Maintain Exclusivity
The huge discounts offered on e-commerce sites tend to divert even loyal customers away from a company’s home website. One way to stay relevant during the festival season is to have exclusive products on your company website.
“There is the entire collection on Myntra and Amazon (by our company), but there might be a small capsule of, say, footwear, which is available only on our website, that would just create a differentiated element for the customer to come to our website and shop from this website,” said Shalvi Govil, Head of Digital Business at clothes retailer–The Indian Garage Co.
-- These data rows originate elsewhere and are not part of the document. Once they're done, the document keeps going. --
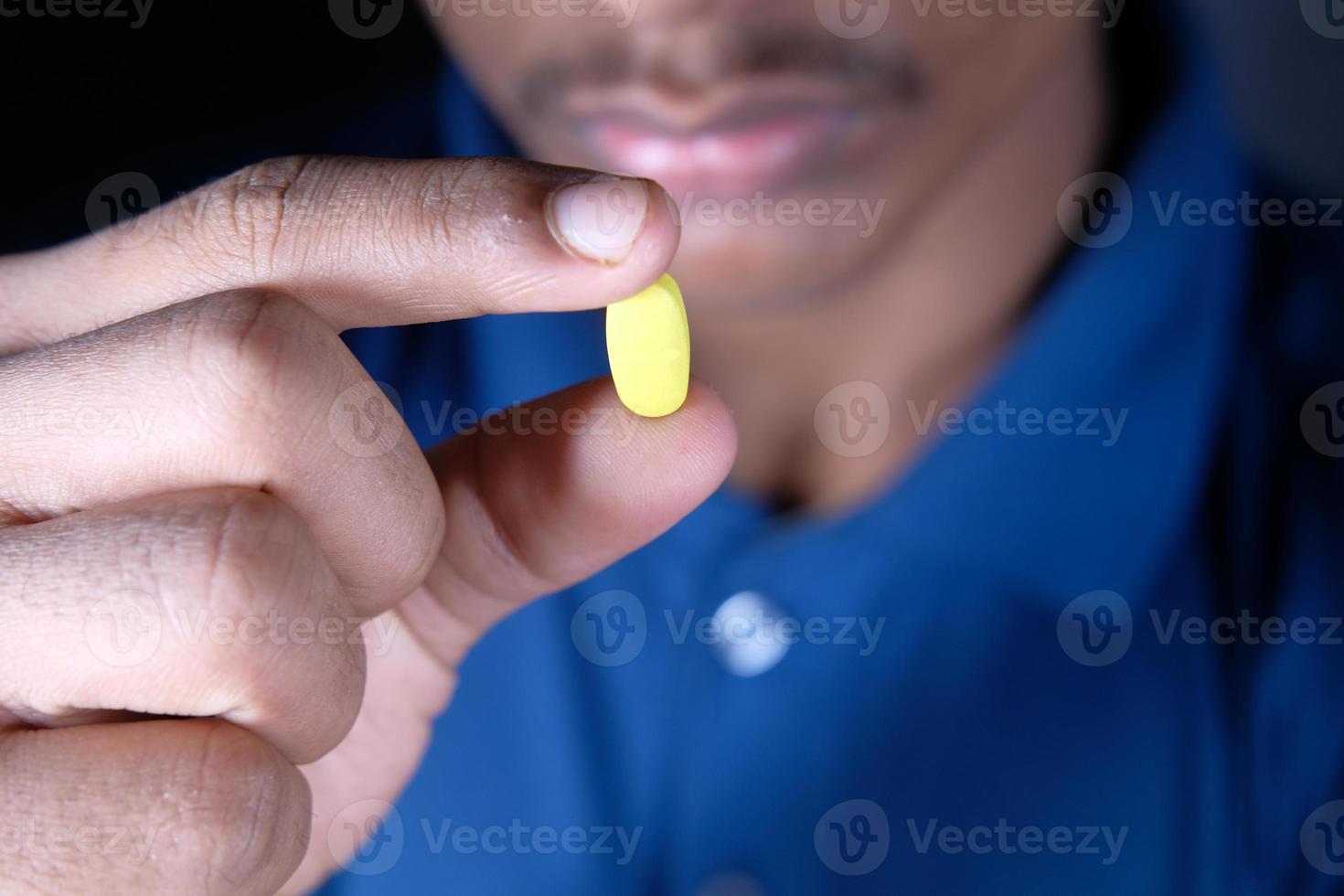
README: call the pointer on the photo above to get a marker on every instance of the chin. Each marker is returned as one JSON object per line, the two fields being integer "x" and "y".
{"x": 743, "y": 268}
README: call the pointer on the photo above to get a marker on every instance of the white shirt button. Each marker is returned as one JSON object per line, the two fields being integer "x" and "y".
{"x": 749, "y": 641}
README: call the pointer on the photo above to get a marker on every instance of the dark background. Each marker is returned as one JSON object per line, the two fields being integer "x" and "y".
{"x": 200, "y": 89}
{"x": 205, "y": 86}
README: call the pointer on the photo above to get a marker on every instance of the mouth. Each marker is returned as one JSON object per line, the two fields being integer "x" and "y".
{"x": 737, "y": 142}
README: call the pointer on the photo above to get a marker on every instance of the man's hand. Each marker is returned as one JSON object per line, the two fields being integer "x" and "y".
{"x": 180, "y": 613}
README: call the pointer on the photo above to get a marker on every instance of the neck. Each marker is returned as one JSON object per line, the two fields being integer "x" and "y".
{"x": 926, "y": 324}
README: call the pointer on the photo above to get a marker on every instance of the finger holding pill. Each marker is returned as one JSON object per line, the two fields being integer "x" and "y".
{"x": 648, "y": 344}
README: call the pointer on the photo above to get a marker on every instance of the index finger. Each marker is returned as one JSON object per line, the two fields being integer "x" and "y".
{"x": 363, "y": 242}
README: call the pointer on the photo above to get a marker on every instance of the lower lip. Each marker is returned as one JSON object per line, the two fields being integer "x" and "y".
{"x": 735, "y": 162}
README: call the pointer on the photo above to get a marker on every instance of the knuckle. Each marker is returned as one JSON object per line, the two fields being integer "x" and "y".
{"x": 245, "y": 218}
{"x": 256, "y": 363}
{"x": 283, "y": 643}
{"x": 238, "y": 802}
{"x": 461, "y": 197}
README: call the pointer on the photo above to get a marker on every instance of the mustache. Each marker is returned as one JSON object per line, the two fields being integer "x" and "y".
{"x": 886, "y": 76}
Companies can also get creative and offer services that are available only on their website. Clothes retailer TryndBuy has a virtual try-on room where a customer can try on clothes virtually. The company has granted 30 patents internationally for this feature and has already won several awards for it.
Citta tries to invest in fostering client relationships during the holiday season rather than getting down to intensive marketing. “We’re planning to have a few more festive-oriented talks on Instagram, like storytelling for kids or something that will get them that is centered around the festivals. It’s still a more genuine way to connect with people than just marketing,” Sharma from Citta said.
A recent survey by consumer data intelligence company Axis My India, 33% of the 5,452 people surveyed are more likely to interact with brands on social media when presented with compelling offers. While 39% of respondents cherish the classic touch, choosing not to interact with brands on social media for festive deals.
Sometimes small tweaks on the digital interface can cascade into bigger returns, even amidst the frenetic buying spree.
“Even if you change the meta tag and the meta description of the SEO (Search Engine Optimization) words, then you will be up in the game in terms of higher CTR (click-through ratio) for the festive season. Let’s say instead of having a plain vanilla kind of description for your SEO ranking, you are having 70% off during the festive season for the selected product; automatically, you will have a higher CTR,” said Anand.
Anand also suggested handing out coupons and discounts well ahead of time and keeping note of the buying behavior of customers. For example, luring buyers during the Shrad period is typically considered a lull period for purchases. Some entrepreneurs try to look at the positives and focus on networking and building ties.
“These few months are a great time to get to know all the people involved, like a retailer or any other business partners. It’s a very good time to start building relations with people involved, such as retailers or other business partners. We ensure that we’re gifting something to our business partners and maybe meeting them,” Sharma from Citta said.
Direct-to-consumer skincare retailer Foxtale says it empowers customers through transparency.
“Whether it is through our ingredient list or our lab trials where the customer is privy to reviews of our products before they can make an informed decision, we try and empower our customers to make the right choice for themselves when picking out a product,” said Aditi Sahu, VP Product, and Development at Foxtale.
Conclusion
The big retailers and giants may take the thunder away as far as festive discounts are concerned, but smaller companies can also make hay while the festive sun shines. Brainstorming with creative strategies and looking at consolidating your existing clientele can go a long way in maintaining brand loyalty, irrespective of the festive boom.